Não basta ter cultura de Reino. É preciso ter fome e sede da justiça do Rei, que transforma quem somos por dentro.
A resposta de Jesus à fome e sede por justiça não é migalha, não é pouquinho. Ele promete saciedade. E o termo que Ele usa no original grego é muito forte: chortazō — um verbo que descreve ser alimentado até a alma se satisfazer, como um banquete completo em que ninguém sai com fome. Na cultura grega, essa palavra era usada até para descrever a plenitude dos deuses do Olimpo. Mas Jesus a aplica a nós, pecadores resgatados, dizendo que seremos completamente satisfeitos.

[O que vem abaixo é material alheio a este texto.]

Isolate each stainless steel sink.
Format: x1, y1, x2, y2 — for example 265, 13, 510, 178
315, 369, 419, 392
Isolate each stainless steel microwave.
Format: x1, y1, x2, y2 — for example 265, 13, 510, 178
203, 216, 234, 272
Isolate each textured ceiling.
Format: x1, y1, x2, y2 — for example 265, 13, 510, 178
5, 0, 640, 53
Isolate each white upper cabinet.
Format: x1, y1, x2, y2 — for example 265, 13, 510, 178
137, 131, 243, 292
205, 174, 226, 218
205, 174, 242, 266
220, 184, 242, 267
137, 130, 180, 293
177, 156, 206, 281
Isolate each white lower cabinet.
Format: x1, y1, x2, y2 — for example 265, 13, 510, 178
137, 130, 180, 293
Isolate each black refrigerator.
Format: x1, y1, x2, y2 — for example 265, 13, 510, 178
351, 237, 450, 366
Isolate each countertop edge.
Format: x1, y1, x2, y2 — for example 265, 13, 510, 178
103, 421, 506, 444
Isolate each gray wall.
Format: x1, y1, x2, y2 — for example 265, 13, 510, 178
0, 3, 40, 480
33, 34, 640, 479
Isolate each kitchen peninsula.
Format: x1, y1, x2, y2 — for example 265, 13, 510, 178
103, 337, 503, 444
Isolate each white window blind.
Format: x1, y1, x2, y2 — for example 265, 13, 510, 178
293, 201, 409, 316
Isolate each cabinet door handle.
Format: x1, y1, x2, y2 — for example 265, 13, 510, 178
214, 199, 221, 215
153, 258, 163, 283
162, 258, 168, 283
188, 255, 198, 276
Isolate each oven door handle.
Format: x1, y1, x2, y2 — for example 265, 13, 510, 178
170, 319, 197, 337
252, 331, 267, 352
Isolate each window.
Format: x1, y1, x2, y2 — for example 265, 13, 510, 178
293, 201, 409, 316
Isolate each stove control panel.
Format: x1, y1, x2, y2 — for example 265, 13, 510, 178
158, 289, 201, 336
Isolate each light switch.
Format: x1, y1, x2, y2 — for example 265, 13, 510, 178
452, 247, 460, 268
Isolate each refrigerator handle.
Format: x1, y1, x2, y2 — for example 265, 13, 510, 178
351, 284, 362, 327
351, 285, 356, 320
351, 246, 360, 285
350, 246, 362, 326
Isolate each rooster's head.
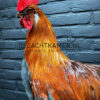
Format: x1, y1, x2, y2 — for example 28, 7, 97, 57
17, 0, 40, 29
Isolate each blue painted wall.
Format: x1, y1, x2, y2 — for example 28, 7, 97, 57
0, 0, 100, 100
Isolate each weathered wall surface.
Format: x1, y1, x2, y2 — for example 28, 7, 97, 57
0, 0, 100, 100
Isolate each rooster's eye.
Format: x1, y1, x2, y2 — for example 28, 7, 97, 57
27, 8, 33, 12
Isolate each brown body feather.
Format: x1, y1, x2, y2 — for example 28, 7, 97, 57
24, 5, 100, 100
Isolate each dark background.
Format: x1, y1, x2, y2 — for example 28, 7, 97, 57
0, 0, 100, 100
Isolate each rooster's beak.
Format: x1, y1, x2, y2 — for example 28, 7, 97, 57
16, 12, 28, 18
16, 12, 24, 18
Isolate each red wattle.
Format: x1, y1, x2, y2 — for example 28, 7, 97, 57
20, 17, 33, 29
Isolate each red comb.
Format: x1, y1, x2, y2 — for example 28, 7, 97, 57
17, 0, 39, 11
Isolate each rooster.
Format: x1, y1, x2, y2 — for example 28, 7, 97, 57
17, 0, 100, 100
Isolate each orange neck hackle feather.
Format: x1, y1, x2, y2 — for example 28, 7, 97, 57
25, 5, 69, 71
25, 5, 100, 100
25, 5, 70, 99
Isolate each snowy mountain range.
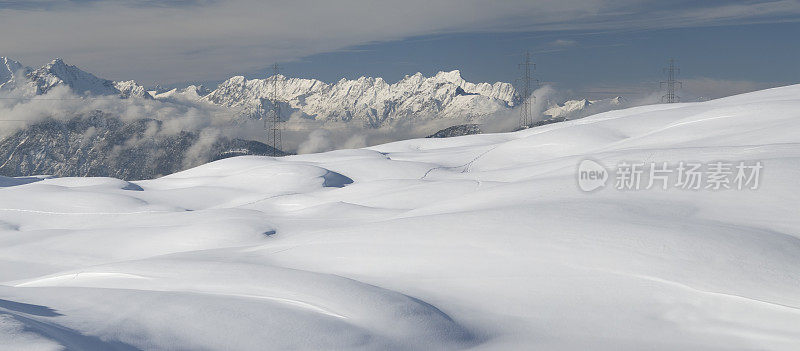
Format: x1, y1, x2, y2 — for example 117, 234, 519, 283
204, 70, 518, 126
1, 56, 622, 126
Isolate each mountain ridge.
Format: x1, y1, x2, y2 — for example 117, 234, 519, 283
0, 56, 523, 126
0, 56, 625, 132
203, 69, 518, 126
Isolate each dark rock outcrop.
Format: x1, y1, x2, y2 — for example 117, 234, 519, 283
0, 111, 285, 180
427, 124, 482, 138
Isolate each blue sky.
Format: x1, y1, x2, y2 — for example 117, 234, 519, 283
1, 0, 799, 100
276, 21, 800, 100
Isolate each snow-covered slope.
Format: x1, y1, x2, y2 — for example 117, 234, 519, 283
204, 70, 517, 126
544, 96, 623, 119
2, 84, 799, 350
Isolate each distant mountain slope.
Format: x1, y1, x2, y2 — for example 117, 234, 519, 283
0, 111, 283, 180
543, 97, 623, 119
0, 57, 28, 90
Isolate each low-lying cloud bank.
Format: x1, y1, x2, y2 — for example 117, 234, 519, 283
0, 81, 655, 159
0, 85, 256, 140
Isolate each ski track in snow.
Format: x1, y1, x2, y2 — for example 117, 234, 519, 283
2, 85, 800, 350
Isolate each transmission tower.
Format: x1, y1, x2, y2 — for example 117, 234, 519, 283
661, 58, 682, 103
265, 63, 282, 156
516, 51, 537, 129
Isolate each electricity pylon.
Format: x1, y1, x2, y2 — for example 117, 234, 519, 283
661, 58, 682, 103
516, 51, 538, 129
265, 63, 282, 156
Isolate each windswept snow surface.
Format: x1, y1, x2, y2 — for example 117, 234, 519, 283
2, 85, 800, 350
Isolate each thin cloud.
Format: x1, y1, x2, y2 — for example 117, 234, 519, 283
576, 78, 787, 101
1, 0, 799, 83
550, 39, 578, 47
0, 0, 215, 10
681, 77, 784, 101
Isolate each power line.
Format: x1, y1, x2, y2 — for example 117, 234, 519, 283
0, 97, 125, 100
661, 58, 682, 103
0, 115, 323, 124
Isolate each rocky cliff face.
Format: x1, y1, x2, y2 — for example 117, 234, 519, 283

Isso significa que Deus responde a essa fome com fartura espiritual real. A alma que clama por justiça será preenchida — não com justiça própria, não com justiça aparente, mas com Cristo mesmo, que é a nossa justiça (1Co 1:30).
A promessa não é só para o futuro. Ela já começa aqui. Todo aquele que nasceu de novo e tem fome de justiça experimenta, ainda nesta vida, momentos de plenitude espiritual, onde o coração é tomado por uma alegria que o mundo não entende.
Mas essa fartura é também escatológica. Um dia, seremos completamente libertos do pecado, da carne, do mundo e da injustiça. Estaremos no Reino de Cristo, vendo com os olhos aquilo que hoje só tocamos pela fé. E naquele dia, a promessa será plenamente cumprida:
“Jamais terão fome, nunca mais terão sede... porque o Cordeiro que está no meio do trono os apascentará” (Apocalipse 7:16-17).
Essa é a beleza da promessa. Não é você quem se alimenta. Deus é quem te farta. Ele é o pastor, Ele é a mesa, Ele é o pão, Ele é o vinho, Ele é a fartura.
O Salmo 23 diz: “Preparas uma mesa na presença dos meus adversários... o meu cálice transborda.” Isso é ser farto! Mesmo diante da dor, da escassez, da perseguição — a alma está alimentada com o que vem do alto.
E aqui vale um alerta pastoral: a promessa é para quem tem fome e sede. Jesus não promete nada para quem está satisfeito com sua vida religiosa, para quem acha que já está bem, que já “conhece” a Palavra, já é “maduro”, já “entendeu o Evangelho”.
A alma que vive satisfeita com a superfície jamais conhecerá a fartura do Reino.
O Espírito Santo não enche copos virados para baixo. Não farta quem não tem apetite. Mas para aquele que diz: “Senhor, eu quero ser justo, quero ser como Jesus, quero o teu caráter em mim!” — a promessa é clara: “será farto.”
Portanto, irmãos, se hoje há fome e sede em você — alegre-se. Você é bem-aventurado. Você está vivo. Você está no caminho do Reino. Continue subindo essa escada. Continue desejando ardentemente a justiça do Rei. E confie: você será alimentado. Não pela mão dos homens, mas pelo próprio Deus.
E um dia, diante do trono, você estará completamente saciado, cheio da glória dEle — e não terá mais fome nem sede, porque terá Cristo eternamente.